Andrew Liveris, Dow Chemical’s chief executive officer, reiterated that, rumors aside, on CNBC’s “Squawk Box” that the company isn’t for sale.
“We’re not for sale and we’ve had no discussions about a sale,” Liveris said Thursday. “We’ve had a tremendous amount of rumors, which have been very distracting.”
Last week, Dow Chemical said it fired a senior adviser and a company officer for having unauthorized discussions with third parties about possible sale of the company. Pedro Reinhard, a senior advisor and a member of the board, and Romeo Kreinberg, a company officer were axed, Liveris said in a prepared statement.
However, Liveris said he had a duty to stockholders to consider any future offers.
“Of course, if an LBO offer – or any offer – came our way, we have a fiduciary duty to consider it,” he said. “We have analyzed our options over and over and over again, (and) we believe a breakup is the worst way to go in terms of shareholder value.”
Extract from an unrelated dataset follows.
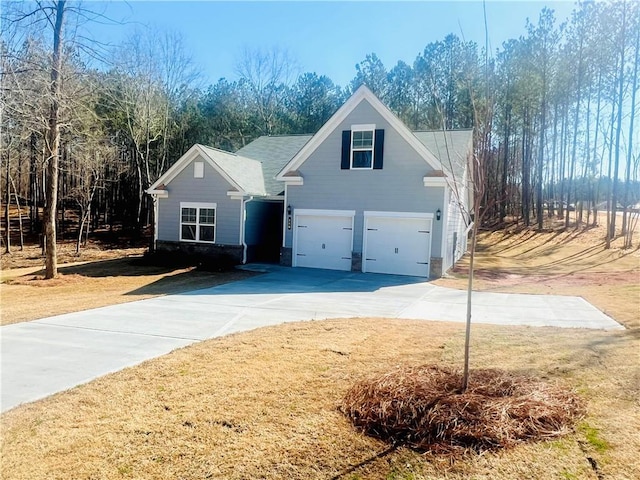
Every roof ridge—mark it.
[196,143,241,157]
[411,128,473,133]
Liveris said Dow Chemical is a large, integrated company and the “value chains are intertwined.” Therefore, breaking up the company would create “dis-synergies.”
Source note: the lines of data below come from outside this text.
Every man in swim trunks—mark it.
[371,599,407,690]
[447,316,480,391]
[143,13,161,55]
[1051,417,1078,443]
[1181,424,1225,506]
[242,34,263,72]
“We’re not opposed to an LBO on principle, but on math,” Liveris said. “If you do a back-of-the-envelope, naive MBA look at this, you’ll come up with some numbers. I’d like to see any alternative numbers compared to the numbers we’ve come out with.”
Liveris said Dow Chemical’s decision to raise its dividend 12% was an effort to be “consistent and predictable in rewarding our shareholders” – not part of a plan to make the company less attractive for a buyout.
In the first quarter, Dow reported earnings of $1 a share, down from $1.24 in the same period a year ago. The company said the decline was due to a decline in licensing revenue.
Liveris said the company is experiencing “double-digit” volume growth in China, the rest of Asia and Latin America.